We jumped into AWS Performance Insights, a monitoring tool that’s included free with RDS. It gives you a really nice point-and-click GUI to analyze queries by CPU, reads, writes, and more. I expected to find a single ugly query, but lots of them were doing a lot of reads, and it took me an hour or two of digging to realize…
All of the read-intensive queries were calling the same view.
It wasn’t even a large view: it was just a view that fetched the prior collection number & date for a given client’s server. If we were analyzing your metrics, we needed to join to your prior collection so we could see what changed. The tables in the view had less than 100K rows – it was just that it was getting a pretty bad execution plan – well, bad relative to the size of the small query.

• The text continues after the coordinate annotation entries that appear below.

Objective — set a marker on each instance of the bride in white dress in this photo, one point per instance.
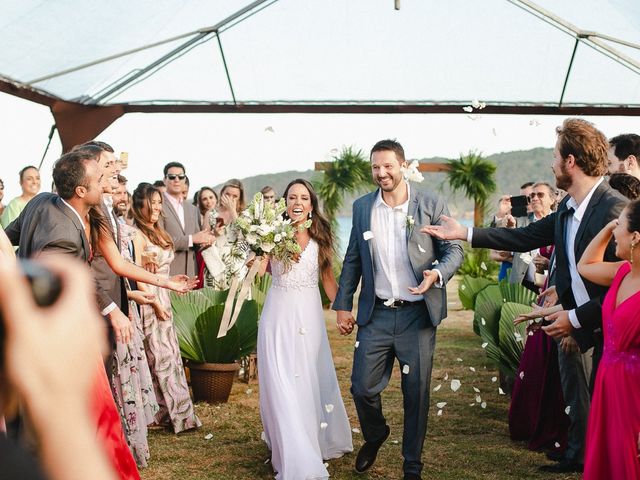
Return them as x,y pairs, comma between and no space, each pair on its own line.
304,419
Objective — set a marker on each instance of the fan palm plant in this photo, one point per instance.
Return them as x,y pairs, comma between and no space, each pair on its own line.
349,172
474,176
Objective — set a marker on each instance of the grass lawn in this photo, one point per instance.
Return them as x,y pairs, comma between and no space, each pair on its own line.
464,442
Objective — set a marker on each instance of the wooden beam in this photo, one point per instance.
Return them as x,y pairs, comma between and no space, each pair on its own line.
428,167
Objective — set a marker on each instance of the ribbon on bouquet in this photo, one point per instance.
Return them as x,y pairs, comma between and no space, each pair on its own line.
231,313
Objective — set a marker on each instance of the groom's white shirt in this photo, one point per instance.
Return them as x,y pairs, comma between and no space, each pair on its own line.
393,274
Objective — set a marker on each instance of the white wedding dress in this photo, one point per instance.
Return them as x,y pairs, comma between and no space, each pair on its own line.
302,412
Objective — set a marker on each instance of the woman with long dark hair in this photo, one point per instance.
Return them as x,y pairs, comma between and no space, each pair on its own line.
302,411
160,338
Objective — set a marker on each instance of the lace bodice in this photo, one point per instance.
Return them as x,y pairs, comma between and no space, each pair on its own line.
302,274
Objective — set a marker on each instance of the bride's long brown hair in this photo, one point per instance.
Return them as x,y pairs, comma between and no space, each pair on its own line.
320,229
141,197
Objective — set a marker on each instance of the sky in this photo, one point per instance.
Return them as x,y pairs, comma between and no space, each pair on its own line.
216,147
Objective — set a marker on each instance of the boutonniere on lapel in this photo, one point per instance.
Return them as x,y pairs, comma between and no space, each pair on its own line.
411,173
410,223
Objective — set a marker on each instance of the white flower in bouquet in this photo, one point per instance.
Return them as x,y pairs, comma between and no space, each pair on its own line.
411,173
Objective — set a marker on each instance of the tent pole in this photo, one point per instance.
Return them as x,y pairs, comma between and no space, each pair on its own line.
566,79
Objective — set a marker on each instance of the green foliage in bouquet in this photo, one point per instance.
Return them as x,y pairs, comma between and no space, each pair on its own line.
197,316
262,228
476,263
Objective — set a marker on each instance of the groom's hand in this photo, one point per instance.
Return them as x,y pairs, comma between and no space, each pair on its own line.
345,322
449,229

Each time we hit the view, we were incurring a few hundred milliseconds of time, which doesn’t sound like much – but we called that view a lot.

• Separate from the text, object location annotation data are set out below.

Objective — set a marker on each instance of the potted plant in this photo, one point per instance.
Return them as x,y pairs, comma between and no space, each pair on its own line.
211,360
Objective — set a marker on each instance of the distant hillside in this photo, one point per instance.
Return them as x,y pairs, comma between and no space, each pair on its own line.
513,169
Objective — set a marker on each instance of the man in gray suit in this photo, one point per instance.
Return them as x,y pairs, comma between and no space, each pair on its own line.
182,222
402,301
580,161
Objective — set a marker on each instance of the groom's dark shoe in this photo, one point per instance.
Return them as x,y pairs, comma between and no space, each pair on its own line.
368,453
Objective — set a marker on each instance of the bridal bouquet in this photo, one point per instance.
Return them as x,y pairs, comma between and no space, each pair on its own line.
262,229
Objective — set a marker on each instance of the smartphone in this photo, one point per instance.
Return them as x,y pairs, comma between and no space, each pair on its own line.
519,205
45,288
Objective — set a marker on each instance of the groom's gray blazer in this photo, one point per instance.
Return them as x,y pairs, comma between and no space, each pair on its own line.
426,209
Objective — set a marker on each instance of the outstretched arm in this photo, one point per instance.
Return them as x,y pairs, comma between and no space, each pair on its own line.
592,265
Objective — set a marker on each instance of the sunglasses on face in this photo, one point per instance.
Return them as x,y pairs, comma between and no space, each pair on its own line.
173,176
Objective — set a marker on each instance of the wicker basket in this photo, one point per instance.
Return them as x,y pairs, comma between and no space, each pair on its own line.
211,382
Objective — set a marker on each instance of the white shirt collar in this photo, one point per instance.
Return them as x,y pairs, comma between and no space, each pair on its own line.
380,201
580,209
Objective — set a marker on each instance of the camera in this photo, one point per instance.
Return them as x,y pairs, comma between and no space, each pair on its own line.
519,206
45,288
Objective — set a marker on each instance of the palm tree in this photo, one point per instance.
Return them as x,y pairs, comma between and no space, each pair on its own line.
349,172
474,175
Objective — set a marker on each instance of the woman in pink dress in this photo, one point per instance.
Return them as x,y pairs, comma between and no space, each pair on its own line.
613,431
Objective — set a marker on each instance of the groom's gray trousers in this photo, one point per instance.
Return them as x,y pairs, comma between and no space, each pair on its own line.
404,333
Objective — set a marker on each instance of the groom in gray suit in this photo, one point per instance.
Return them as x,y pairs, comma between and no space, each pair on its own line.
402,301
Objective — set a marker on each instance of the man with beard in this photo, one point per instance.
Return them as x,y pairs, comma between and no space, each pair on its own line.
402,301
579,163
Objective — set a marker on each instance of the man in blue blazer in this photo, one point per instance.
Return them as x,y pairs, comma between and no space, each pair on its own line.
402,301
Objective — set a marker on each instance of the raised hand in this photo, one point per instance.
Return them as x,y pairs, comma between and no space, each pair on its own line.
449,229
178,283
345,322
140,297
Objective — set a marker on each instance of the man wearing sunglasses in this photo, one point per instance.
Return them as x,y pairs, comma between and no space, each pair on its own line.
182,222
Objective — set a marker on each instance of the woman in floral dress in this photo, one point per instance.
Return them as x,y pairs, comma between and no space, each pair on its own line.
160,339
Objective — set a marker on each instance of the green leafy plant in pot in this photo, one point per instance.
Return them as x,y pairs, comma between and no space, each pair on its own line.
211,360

We debated tuning the view and its indexes, but Richie leapt into action and turned it into a table instead. After all, when we process a client’s data, we only need to fetch the prior collection ID & date once – it’s not like they’re adding additional past collections. Time only goes forward.
You can see the day when Richie implemented the table:
Our IO costs dropped by fifty bucks a day just with that one change.
Performance tuning in the cloud is about the tipping point.
No, not the tipping point of index seeks vs table scans: the point where increasing ongoing costs mean that you should stop what you’re doing and focus on eliminating some technical debt.
When we’re in the cloud, it’s up to us, the data professionals, to:
- Review our monthly bill from time to time
- Understand what IT operations are generating new costs (like in our case, read IOs)
- Dig into which queries are causing those IT operations (like in our case, an inefficient view)
- Figure out the most cost-effective fix for those operations
- And then maybe most importantly for your career, produce the fix, and take credit for the new lower costs
Good data professionals can pay for themselves in reduced hosting costs. I know because I do it for other folks all the time – I just needed to do it for myself, too. Eagle-eyed readers will note that the dates on these screenshots are February. Yes, this happened a couple months ago – but what prompted me to write the post is that our costs have started creeping back up again, hahaha, so it’s time for me to go through and do another round of checks!